Gemidekiler dervişin gönlünü kırıcı davranmışlardı. O temiz gönlün sahibi, yâni Hak Teâlâ ise, onun kırılmasına razı olmadığından balıklara emretti ve o anda denizin her tarafından sayısız balık başını çıkardı. Her birinin ağzında çok kıymetli iri bir inci vardı. Her birinin ağzında bir inci vardı ama ne inci…
O incilerden her biri bir memleket geliri değerinde idi. Allâh tarafından lütfediliyordu. Kimsenin o incilerde hakkı yoktu.
Derviş balıkların ağzından birkaç inci alıp geminin ortasına attı. Kendisi de sıçrayıp havada iskemleye oturur gibi oturdu. Padişahların tahtlarına oturdukları gibi bağdaş kurmuş, havada duruyordu. Gemi de onun önünde gitmede idi. Gemidekilere seslenerek dedi ki:
“Haydi, gidin; gemi sizin olsun Hak benim olsun! O, ne beni hırsızlıkla suçlar, ne de beni kusurlarımı açığa vuran birisinin eline bırakır.” Gemide bulunanlar:
“Ey ulu kul! Sana bu yüce makamı ne yüzden verdiler?” diye seslendiler. Derviş:
“Mânâ sultanlarına saygı gösterdiğim için verdiler. Yoksullara karşı da hiç kötü zanna kapılmadım. O latif ve nefesi hoş yoksullar yok mu; “Abese” Sûresi onları yüceltmek için geldi. Onların yoksulluğu dünyalık için veya dünyaya sarılmak için değildir.
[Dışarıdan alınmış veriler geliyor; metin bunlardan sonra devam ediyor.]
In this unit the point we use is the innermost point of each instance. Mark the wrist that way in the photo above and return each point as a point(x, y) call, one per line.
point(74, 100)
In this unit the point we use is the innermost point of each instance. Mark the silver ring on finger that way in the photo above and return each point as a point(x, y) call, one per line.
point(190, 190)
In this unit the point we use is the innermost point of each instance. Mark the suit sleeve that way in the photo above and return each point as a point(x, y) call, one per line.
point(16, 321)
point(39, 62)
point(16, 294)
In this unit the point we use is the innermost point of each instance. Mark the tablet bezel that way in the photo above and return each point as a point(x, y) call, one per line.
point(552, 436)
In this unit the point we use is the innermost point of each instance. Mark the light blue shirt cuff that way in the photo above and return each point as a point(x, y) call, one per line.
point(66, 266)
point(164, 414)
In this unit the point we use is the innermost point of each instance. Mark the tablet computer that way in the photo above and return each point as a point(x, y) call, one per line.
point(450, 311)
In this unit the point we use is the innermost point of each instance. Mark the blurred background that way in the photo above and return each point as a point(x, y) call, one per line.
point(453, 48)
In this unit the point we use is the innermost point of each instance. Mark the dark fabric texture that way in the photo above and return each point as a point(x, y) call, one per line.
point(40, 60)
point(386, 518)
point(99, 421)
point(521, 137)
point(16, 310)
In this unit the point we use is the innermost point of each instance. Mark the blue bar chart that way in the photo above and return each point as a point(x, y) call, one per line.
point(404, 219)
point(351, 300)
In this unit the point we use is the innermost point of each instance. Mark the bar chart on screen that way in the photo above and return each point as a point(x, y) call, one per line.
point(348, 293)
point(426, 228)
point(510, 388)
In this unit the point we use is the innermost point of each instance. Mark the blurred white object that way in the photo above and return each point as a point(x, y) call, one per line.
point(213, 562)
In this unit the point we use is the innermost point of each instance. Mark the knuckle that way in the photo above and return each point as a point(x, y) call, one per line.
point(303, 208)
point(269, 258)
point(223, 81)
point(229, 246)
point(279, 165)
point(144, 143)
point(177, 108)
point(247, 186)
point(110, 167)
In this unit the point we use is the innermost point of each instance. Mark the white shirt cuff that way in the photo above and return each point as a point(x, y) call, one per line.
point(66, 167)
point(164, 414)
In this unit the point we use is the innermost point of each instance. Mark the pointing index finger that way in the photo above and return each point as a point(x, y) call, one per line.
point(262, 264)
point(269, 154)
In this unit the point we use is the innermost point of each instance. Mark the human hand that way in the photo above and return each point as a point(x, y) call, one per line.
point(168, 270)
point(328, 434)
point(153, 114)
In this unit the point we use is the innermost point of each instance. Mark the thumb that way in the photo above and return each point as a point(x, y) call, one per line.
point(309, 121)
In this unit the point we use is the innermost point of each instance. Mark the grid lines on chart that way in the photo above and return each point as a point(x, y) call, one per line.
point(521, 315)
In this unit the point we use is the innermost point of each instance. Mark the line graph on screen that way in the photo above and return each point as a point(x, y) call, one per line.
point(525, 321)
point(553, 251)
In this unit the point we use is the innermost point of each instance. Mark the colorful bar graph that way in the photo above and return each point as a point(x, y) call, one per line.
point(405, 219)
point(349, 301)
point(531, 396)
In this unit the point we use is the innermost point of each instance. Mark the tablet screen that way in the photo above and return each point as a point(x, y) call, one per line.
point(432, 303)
Onların dünyada Hak’tan başka hiç bir şeyi olmadığından, onlar yoksulluğu benimsemişlerdir” dedi.
Bu kıssadan hisseyi Hazret-i Mevlânâ şöyle ifade buyurur:
“İnsanı inciten kişinin, Allah’ı incittiğinden haberi yoktur. O bilmiyor ki bu küpün suyu, Hak ırmağının suyu ile birleşmiştir.”
[1]Ebû Nuaym, Hilye, II, 364.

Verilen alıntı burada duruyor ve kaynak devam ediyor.